K-means Clustering Algorithm from Scratch

2021-01-23 · 10 min read

The k-means algorithm is a well-known unsupervised machine learning algorithm. From The elements of Statistical Learning by Trevor Hastie, Robert Tibshirani and Jerome Friedman, the biggest difference between supervised learning and unsupervised learning is that the data for supervised learning are labeled while the data for unsupervised learning are unlabeled. Statistically speaking, for unsupervised learning, we would like to explore the property of joint density P(X) where X is a p-vector.
In genral, Unsupervised learning is a useful tool to explore the structure of the data and data clustering.

In this blog, I will show the intuition, implementation and evaluation of k-means algorithm.

Reference of this blog:

The Elements of Statistical Learning by Hastie et al. (2009) Chapter 14.

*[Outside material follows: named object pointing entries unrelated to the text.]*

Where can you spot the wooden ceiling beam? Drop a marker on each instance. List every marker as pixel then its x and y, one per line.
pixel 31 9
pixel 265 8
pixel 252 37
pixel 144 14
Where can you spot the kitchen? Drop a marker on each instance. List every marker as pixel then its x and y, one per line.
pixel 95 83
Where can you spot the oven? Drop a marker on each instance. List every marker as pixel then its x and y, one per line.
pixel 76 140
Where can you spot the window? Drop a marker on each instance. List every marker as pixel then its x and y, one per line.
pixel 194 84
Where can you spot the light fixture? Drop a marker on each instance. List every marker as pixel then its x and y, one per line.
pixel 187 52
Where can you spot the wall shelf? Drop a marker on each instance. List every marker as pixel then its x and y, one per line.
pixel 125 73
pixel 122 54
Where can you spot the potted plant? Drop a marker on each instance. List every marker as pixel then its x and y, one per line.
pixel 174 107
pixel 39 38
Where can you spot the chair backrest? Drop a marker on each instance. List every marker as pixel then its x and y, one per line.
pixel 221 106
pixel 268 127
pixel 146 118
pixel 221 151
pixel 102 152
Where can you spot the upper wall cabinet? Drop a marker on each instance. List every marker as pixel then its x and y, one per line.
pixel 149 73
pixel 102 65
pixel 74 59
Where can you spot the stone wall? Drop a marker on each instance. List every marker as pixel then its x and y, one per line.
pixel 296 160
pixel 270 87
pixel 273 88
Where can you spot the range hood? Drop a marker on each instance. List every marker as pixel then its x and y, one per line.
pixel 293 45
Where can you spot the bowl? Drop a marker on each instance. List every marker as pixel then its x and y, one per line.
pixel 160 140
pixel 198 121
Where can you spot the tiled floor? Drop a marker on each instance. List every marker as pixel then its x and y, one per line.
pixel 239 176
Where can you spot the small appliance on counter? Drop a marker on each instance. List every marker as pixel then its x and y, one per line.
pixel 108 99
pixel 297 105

Prerequisite to read the following blog:

Recommend reading the reference above if you have not touched upon k-means algorithm before.
Basic knowledge of R programming (function and loop).

The k-means Algorithm

Basically, K-means clustering starts with a guess for the K cluster centres and then it loops over the following steps until convergence:

Assign each data point to the closest cluster centre. Usually the distance is identified as Euclidean distance.
Update the cluster centre by the coordinate-wise average of all data points that are closest to it.

Data

To facilitate replication, we will use classic "iris" dataset. We will only use the two variables: Petal.length and Petal.width in order to have a two-dimension visualization.
Load the data and visualize the iris as a scatterplot based on the two variables:

library(ggplot2)
data("iris")
ggplot(data=iris,aes(x=Petal.Width,y=Petal.Length,color = Species)) +
    geom_point() +
    theme_minimal()

Fig.1 Data visualization

Implementation

Now we are going to implement different parts of the k-means algorithm by following Algorithm 14.1 in Hastie et al. (2009).
First step: We will implement a function called compute_cluster_means(X,C). X is a $n \times p$ original data matrix, where n is the number of obsevations, p is the number of variables. C is a $p \times 1$ vector of cluster assignments. The ouput matrix is a $K \times p$ matrix where K is the total number of clusters and each row represents the cluster centres.
We could assume the number of cluster to be K and run a loop over the K clusters. However, to make understanding easier, let us suppose that the number of clusters is 3:


compute_cluster_means = function(X,C){
  X = cbind(X,C)
  # transforma to data frame so we can use filter funciton
  # in tidyverse
  K1 = colMeans(as.data.frame(X) %>% filter(C==1))
  K2 = colMeans(as.data.frame(X) %>% filter(C==2))
  K3 = colMeans(as.data.frame(X) %>% filter(C==3))
  return(rbind(K1,K2,K3))
}

# set up the X and C
X = as.matrix(iris[,3:4])
# for the first step, assign random clusters, store in C
C = sample(1:3, nrow(X), replace = TRUE)

m = compute_cluster_means(X, C)
m

   Petal.Length Petal.Width C
K1     3.744444    1.244444 1
K2     3.573469    1.095918 2
K3     3.965957    1.255319 3

Second step: Assign each observation in the original data to each cluster based on the Euclidean distance.
A function called compute_cluster_encoding(X,m) will be implemented. m is a $K \times p$ which calculated above. A $p \times 1$ vector of cluster assignments will be returned.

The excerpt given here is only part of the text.